I think the complexity of independent doubles (and definitely manifolded doubles with 3 valves) is quite different than a slung pony. They are not necessarily equivalent in several regards.

edit: Now a back mounted pony - that would be more similar to independent doubles.
 
Because one that does not feel that a pony should be a mandatory peice of dive gear on every dive, does not make one a detractor.

From my reading of this thread there are two sides, one believes that taking a pony should be determined by the needs of the dive, the other side feels a pony should be taken on every dive.

So far the pony on every dive side is the most vocal. I understand that from UK and other divers who are normally in real cold water and those usually diving on the edge of technical.

To the OP, should you still be reading:
There are valid reasons for a pony bottle. I believe it depends on the dive plan and ones risk tolerance and the agreement of your buddy/team. Good luck in coming up with an answer from this TMI thread.



Bob


I think you missed two more sides. There are at least four sides in this thread.

3rd side are those who think ponys should never be used.

4th side are those like me that think its crazy to be telling us we shouldnt use a pony at all. not that ill use a pony every dive or maybe i will who knows. depends on dive buddy and dive situation. maybe that makes me one of your two sides.
 
I’m certainly not pat of the DIR crowd and yet I expect buddies to stay close enough to donate gas. That is a traditional aspect of being a buddy. Same ocean buddies require solo practices.

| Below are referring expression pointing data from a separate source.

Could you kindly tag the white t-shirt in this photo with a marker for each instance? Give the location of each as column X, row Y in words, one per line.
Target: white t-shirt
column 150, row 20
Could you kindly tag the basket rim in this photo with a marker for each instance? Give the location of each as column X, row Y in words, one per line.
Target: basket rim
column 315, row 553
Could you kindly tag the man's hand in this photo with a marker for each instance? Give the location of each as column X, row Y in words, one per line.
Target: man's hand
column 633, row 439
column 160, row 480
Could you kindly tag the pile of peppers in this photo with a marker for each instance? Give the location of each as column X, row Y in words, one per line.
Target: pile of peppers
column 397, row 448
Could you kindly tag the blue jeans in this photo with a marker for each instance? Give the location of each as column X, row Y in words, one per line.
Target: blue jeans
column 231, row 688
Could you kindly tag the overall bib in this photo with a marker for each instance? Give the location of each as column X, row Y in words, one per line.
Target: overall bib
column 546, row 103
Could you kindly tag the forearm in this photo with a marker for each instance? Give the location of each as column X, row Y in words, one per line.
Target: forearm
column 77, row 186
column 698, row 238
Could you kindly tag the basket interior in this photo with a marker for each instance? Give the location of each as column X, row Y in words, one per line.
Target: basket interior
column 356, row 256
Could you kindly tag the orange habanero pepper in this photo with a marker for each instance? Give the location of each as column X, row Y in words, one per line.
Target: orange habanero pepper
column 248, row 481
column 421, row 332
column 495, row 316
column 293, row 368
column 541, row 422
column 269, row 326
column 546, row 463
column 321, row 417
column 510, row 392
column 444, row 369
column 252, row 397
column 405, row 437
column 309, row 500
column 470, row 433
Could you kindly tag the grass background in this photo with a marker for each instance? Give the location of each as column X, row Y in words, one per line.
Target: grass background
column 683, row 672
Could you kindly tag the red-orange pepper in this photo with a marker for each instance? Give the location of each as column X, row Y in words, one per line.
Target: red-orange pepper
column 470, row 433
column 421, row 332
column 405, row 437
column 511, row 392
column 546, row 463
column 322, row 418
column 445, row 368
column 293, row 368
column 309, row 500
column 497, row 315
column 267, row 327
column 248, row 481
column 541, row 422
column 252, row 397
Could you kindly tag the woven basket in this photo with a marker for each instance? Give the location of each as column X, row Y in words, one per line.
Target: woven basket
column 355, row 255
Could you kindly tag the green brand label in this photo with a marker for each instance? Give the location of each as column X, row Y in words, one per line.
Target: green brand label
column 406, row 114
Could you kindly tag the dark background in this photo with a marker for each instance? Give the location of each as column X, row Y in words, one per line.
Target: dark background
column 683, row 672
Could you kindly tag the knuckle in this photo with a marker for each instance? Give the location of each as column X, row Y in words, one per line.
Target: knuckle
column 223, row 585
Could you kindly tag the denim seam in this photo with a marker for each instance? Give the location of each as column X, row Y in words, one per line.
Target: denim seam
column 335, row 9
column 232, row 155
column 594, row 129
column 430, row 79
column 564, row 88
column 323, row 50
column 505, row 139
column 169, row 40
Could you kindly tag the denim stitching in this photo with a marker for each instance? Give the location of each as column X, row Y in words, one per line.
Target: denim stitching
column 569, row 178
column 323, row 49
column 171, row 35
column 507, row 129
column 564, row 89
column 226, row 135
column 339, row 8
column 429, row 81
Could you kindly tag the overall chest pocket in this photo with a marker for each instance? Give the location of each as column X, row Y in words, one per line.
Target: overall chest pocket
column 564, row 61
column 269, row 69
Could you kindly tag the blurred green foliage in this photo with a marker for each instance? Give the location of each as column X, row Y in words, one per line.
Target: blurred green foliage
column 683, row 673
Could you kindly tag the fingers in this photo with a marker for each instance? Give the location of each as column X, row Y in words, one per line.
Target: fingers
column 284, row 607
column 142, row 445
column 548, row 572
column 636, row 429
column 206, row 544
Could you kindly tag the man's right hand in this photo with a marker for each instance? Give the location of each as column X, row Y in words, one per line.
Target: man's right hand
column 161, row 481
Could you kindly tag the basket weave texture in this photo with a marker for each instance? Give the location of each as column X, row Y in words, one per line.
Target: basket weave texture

It seems to me then that the pro side is using two bogus arguments

1 - redundancy means a pony.
2 - your buddy will be useless.

The proper, low risk, answer to 1 is a twinset. A second, not so low risk one, is a big enough pony. For 2, well if they are solo diving see 1 plus a few other things.

Where I am from a pony is 3l. I have never seen anyone use a smaller one. The sarcasm at the surface would prove fatal. Personally I think that 3l probably ok to about 20m and just about ok for 30m, but that a twinset is certainly ok (assuming you can work it which is a whole other issue)

I think there is some self delusion going on here. When stuff goes wrong it isn’t exactly the clean example from training. Planning on a low SAC to hold up seems like a bad idea.

To any basic divers. Don’t ever think a 1l tank is for breathing from.


You definitely like trying to set up a black and white situation and then argue strawman against them. Its literally what you are doing. People are not saying redundancy is a pony. it can be any number of things. However pony is way easier for rec divers than going out and setting up twinsets and diving like that off tropical small boats..... as for buddies some are actually not just useless but a danger. And others are awesome.

You cant just make up statements then argue against them that is the basis of strawman.